After he'd gone she had some anxious moments going over what she'd said and wondering if he would spread it around. When her coffee and scone were served, she finished them and hardly noticed.
When Gary finally discovered the stain on the carpet and said, "What happened here, for Christ's sake?" Rachel gave him most of the truth, explaining about her new responsibility as treasurer to the PCC and how the rector had wanted to show her the account books and she had felt obliged to offer refreshment in the shape of wine and finger food.
"You what?" he said with a glare. America hadn't mellowed him at all.
"He wanted to go over the figures. You can't do that in ten minutes. I had to offer something and it was a choice of coffee or wine. I decided wine was easier. Coffee's such a performance and you can't serve instant to a guest."
"So you bought a posh Wine and knocked the bottle over. Clumsy cow."
Blocking out the insult, she went into her prepared bit. "That's it. So embarrassing, too. I could have died! Most of the stain has gone as you see. There's just this tidemark at the edge. We can buy a small rug and cover it."

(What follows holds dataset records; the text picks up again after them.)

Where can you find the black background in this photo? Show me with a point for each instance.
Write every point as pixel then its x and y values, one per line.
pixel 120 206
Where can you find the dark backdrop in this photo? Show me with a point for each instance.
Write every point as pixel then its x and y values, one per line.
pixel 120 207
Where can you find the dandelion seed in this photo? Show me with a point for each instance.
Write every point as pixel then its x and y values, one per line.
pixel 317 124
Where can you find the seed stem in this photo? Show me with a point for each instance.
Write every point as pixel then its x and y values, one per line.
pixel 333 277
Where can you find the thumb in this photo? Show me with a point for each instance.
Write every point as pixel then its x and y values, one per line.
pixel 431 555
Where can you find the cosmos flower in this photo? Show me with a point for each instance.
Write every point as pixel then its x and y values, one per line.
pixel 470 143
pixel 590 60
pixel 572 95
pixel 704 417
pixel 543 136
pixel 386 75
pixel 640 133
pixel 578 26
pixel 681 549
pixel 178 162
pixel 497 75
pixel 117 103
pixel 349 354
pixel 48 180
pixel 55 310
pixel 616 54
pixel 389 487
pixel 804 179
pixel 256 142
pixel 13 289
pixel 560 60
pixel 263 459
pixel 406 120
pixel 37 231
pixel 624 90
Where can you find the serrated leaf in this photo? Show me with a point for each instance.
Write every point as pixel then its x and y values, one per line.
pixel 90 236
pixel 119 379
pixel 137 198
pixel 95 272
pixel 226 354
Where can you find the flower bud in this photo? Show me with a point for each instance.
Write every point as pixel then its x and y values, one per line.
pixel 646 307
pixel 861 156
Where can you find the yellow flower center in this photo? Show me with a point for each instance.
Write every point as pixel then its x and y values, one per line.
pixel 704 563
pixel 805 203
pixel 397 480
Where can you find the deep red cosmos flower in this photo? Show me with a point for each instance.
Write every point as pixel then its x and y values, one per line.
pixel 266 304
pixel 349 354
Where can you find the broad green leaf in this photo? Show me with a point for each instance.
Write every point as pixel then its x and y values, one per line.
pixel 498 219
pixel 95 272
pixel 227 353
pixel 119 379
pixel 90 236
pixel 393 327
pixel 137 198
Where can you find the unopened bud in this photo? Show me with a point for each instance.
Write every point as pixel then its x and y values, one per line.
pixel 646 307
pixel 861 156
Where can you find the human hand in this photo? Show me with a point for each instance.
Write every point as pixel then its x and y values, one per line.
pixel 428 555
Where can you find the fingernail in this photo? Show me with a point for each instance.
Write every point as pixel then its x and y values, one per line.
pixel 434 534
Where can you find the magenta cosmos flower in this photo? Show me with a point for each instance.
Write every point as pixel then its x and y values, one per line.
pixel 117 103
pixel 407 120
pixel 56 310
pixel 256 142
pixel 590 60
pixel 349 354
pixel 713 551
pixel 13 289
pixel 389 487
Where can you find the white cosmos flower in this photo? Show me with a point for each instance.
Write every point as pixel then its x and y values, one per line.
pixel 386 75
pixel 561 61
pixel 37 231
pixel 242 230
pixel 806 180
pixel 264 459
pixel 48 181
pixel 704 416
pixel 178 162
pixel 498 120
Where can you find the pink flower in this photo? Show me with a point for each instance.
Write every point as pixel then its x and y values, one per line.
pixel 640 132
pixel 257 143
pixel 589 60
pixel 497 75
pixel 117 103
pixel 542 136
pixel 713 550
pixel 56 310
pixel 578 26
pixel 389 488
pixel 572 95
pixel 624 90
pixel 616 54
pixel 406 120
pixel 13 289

"Not out of my money, we won't."
"Have you got another suggestion?"
"Work some bloody overtime and pay for a new carpet. How come you got lumbered as treasurer anyway, dozy bitch? You're crap with figures-you know you are."
Let it pass, she told herself, though she felt the crude words like a series of body blows. He wants me to react. "I don't do much for the church. It was hard to say no. He took so much trouble when I broke my arm, driving me to hospital and everything."
"Don't do much for the church? You're there every Sunday putting our hard-earned in the plate. Isn't that enough?"
"Most of them do a lot more. The choir, the flower rota, bell-ringing, helping with Sunday school. I've never done any of that."
"You rattle a box for Christian Aid."
"That's nothing. Some people have prayer meetings in their homes every week."
His eyebrows shot up. "Don't even think about it, right?"
She could have mentioned that his jazz friends came and played their music when she was trying to watch the gardening programmes, but she didn't want a row. He was working up to something and he could get violent. She'd been pushed around before; not blows, exactly, but strong, frightening pushes.
He actually started a new conversation. "Speaking of the vicar-"
"Rector."
"His name is Otis Joy, right?"
"So?"
"Bloody stupid name."
"If you say so."
"But memorable. There can't be more than one pillock with a name like that-or so I thought. Now listen to this. There were these Canadians staying in our hotel. Good blokes. Three of them, from Toronto. We had a few Buds with them, got talking, as you do. I don't know how we got around to funny names, but we did. My old doctor, Screech, and that dentist of yours called Root."
"Stumps. His name was Stumps."
"I thought it was Root. Well, I told them it was, and it seemed hilarious when we were half-pissed, as we were. Then one of these Canadians said he once knew a guy called Otis Joy who was training to be a priest. He went through school with him."
She was amazed. "You're kidding."
"Straight up. Otis Joy."
"It can't be our rector. He's not Canadian."
"Didn't say he was. It's just coincidence, the name."